Analysis of the polymorphism of microsatellite loci showed that the studied samples form two clusters. One of the clusters was formed by samples from South Korea and the Far East, and the other was formed by a sample from Vietnam. Most of the samples from Vietnam (11 out of 14) were previously identified as A. c. indica based on morphometric methods [15]. Our data (both analysis of microsatellite loci and analysis of tRNAleu-COII haplotype diversity) confirmed that it may belong to this subspecies.

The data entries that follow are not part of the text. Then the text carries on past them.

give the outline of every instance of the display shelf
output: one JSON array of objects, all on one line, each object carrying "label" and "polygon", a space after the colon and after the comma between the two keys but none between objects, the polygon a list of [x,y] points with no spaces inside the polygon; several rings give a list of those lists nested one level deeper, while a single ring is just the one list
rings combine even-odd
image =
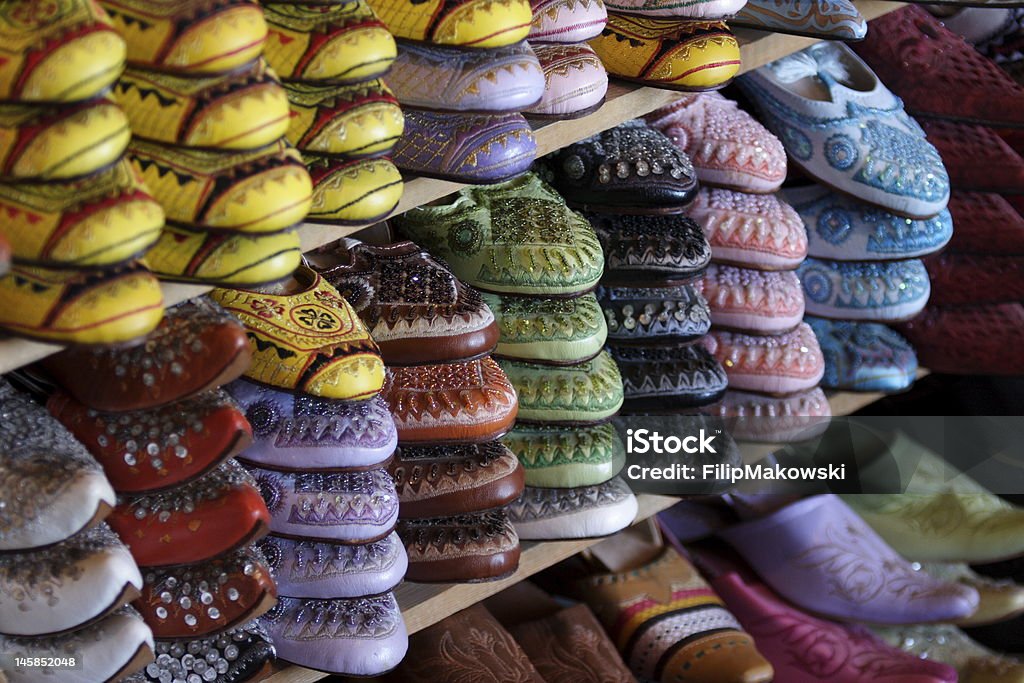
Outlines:
[{"label": "display shelf", "polygon": [[[920,379],[927,374],[928,371],[919,371],[918,378]],[[859,411],[883,395],[880,393],[836,391],[829,393],[828,403],[831,405],[833,415],[841,417]],[[766,443],[740,444],[740,452],[743,461],[746,463],[757,462],[777,449],[777,445]],[[639,511],[634,523],[657,514],[679,500],[669,496],[649,495],[640,495],[637,499],[639,502]],[[456,585],[402,584],[395,591],[395,597],[401,606],[402,616],[406,620],[406,628],[410,634],[422,631],[428,626],[436,624],[461,609],[465,609],[523,579],[527,579],[553,564],[561,562],[567,557],[575,555],[598,541],[600,539],[523,543],[522,555],[519,558],[519,568],[511,577],[497,582]],[[270,683],[312,683],[326,676],[327,674],[303,667],[285,667],[264,680]]]},{"label": "display shelf", "polygon": [[[634,523],[672,507],[678,501],[679,499],[670,496],[638,496],[639,511]],[[600,541],[602,539],[523,543],[519,568],[514,574],[501,581],[482,584],[402,584],[395,590],[395,598],[401,606],[406,629],[410,635],[422,631]],[[326,677],[327,674],[312,669],[287,667],[263,680],[265,683],[312,683]]]},{"label": "display shelf", "polygon": [[[857,2],[860,13],[870,19],[885,14],[902,3],[886,2],[884,0],[863,0]],[[737,31],[737,37],[742,43],[742,69],[750,71],[768,61],[777,59],[796,50],[803,49],[816,42],[811,38],[784,36],[781,34],[764,34],[757,31]],[[582,140],[607,128],[617,126],[624,121],[633,119],[653,110],[664,106],[679,97],[678,92],[648,88],[638,85],[615,83],[608,87],[608,95],[604,104],[597,112],[581,119],[569,121],[553,121],[535,124],[537,133],[538,154],[543,155],[558,150],[567,144]],[[447,180],[433,178],[412,178],[406,182],[401,202],[395,210],[396,214],[409,211],[428,202],[440,199],[458,190],[463,185]],[[322,225],[303,223],[299,226],[302,239],[302,250],[309,251],[340,238],[352,234],[367,225]],[[195,296],[199,296],[210,288],[198,285],[164,284],[164,301],[173,306]],[[35,362],[40,358],[55,353],[60,349],[56,344],[43,344],[24,339],[0,339],[0,374],[16,370],[22,366]]]}]

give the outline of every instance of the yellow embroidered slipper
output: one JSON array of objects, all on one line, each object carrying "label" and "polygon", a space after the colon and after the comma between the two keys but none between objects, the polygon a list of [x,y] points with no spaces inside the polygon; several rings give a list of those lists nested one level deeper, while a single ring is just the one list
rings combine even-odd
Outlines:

Thus, this set of microsatellite loci can potentially be used to differentiate A. c. indica. However, this requires further research with an increase in the number of samples and expansion of the geography of sampling. The genetic structure of samples from the Far East and South Korea was uniform. Using a selected set of microsatellite loci, we were unable to identify differences between them.

According to Ruttner (1988), A. cerana phenotypically divided into four subspecies/morphoclusters: A. c. cerana (in Afghanistan, Pakistan, India, China, Taiwan, Korea and the Russian Far East), A. c. indica (in southeast Asia and southern India) and A. c. himalaya (from the Himalaya region to Yunnan in China) and A. c. japonica (Japan). Radloff et al. (2010) [19] performed morphometric analyses of A. cerana populations across its full geographical range and showed that they are subdivided into six morphoclusters. Similar to studies of A. mellifera subspecies [20], studies looking for genetic differences between A. cerana subspecies are few and are mainly based on the analysis of polymorphisms of mtDNA genes [11,21]. According to Radloff et al. (2010), A. cerana populations from Vietnam belong to morphocluster IV (previously named A. c. indica and A. c. javana). Whereas populations from South Korea and the Far East belong to morphocluster I (previously named as A. skorikovi, A. c. abansis, A. c. cerana, A. c. indica, A. c. japonica, A. c. javana, etc.). Thus, we see that there is still no single approach to the classification of A. cerana subspecies and further studies at the genetic level are required. The accurate identification of the A. cerana subspecies will allow for the preservation of the unique gene pool of the local subspecies.